We decided to focus on SFS first, and so we’re planning to launch it next week, on Thursday 8/23. Assuming all goes well (knock on wood), next Thursday morning we’ll flip a switch and visitors will start going to this new site. At that point, we hope to begin collecting any bugs that emerge and performing any necessary design tweaks, as well as developing a content improvement strategy going forward. There’s lots of ideas we have about how to improve the SFS content, like more financial literacy information, crowdsourced strategies from students on hacking their budgets, and more interactive tools to help estimate aid and plan budgets. Most of that will happen post-launch, but I think this website will be a good platform on which to build.

If you’re reading this, you’re probably familiar with our office, and with our current website design; if you’re a longtime reader, you may even remember the old one, which Kris and I rebuilt when we both starting almost a decade ago.

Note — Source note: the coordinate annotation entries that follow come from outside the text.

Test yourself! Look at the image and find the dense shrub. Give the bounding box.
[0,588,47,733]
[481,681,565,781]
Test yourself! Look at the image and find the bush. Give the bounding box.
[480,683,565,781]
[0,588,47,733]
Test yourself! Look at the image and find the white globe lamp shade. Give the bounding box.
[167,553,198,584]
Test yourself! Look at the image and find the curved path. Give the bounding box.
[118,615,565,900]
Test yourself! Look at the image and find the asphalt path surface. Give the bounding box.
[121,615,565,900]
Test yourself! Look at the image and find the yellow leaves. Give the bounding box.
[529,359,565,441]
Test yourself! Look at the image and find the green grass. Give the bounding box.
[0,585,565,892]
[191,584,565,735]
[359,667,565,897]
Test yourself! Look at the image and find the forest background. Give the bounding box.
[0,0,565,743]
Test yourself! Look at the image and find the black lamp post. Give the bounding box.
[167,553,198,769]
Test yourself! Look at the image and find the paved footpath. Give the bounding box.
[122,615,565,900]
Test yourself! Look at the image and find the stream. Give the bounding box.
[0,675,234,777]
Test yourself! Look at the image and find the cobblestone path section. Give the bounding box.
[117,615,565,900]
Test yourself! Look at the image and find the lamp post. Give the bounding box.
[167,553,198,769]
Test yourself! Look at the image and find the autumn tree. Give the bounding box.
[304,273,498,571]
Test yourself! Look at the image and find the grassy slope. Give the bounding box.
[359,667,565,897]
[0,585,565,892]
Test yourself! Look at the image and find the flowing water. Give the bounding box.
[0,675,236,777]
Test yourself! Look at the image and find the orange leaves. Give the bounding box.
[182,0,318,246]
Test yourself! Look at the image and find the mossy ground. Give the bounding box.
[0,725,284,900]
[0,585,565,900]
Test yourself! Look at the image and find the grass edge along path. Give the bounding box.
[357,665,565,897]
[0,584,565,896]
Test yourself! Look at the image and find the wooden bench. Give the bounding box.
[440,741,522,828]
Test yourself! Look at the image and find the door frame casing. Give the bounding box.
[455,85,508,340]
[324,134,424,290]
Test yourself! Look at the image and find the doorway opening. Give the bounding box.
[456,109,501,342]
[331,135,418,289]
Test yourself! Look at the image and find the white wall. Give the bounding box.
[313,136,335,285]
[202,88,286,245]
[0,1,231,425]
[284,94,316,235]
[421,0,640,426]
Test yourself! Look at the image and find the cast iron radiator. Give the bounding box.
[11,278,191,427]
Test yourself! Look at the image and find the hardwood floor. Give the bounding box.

Going into this project, we felt pretty good about our website, but there were a few things we wanted to improve:

  • the blogging (and content development) backend is awful and really gets in the way
  • we needed some better media management and security fixes (https please)
  • we wanted to make better use of our incredible wealth of content in old blog posts

Here’s a quick preview of what it looks like:

As you can see, it’s in some respects a revised version of our current websites. There are some structural changes — we’ve brought the aforementioned “article template” across the whole site, for example — but a pretty similar look and feel. Many of the features from SFS (blazing search, margin annotations, help section, etc) were ported here as well.

Yuliya has spent the summer reading the blogs and categorizing them into dozens of categories that will be used across the site to surface old content and help people get access to useful information about MIT academics and culture. She plans to post about this process and her findings in the future.

We hope to launch the new admissions site in early September. Because we’re focused on SFS right now, we’re in a bit of a pause on feature development on the admissions side, but I think we’re going to be able to add even more things to what you already see in this preview: more illustrations, lots of graphics tweaks, and good places to host MITAdmissions Labs content once it’s built. Like with SFS, we’ll keep doing content development too, but most of that will happen post-launch.



That’s your preview! I’m really excited about both of these sites and hope you’ll like them as much as I do once you have the chance to use them. And let me know if you have any questions below.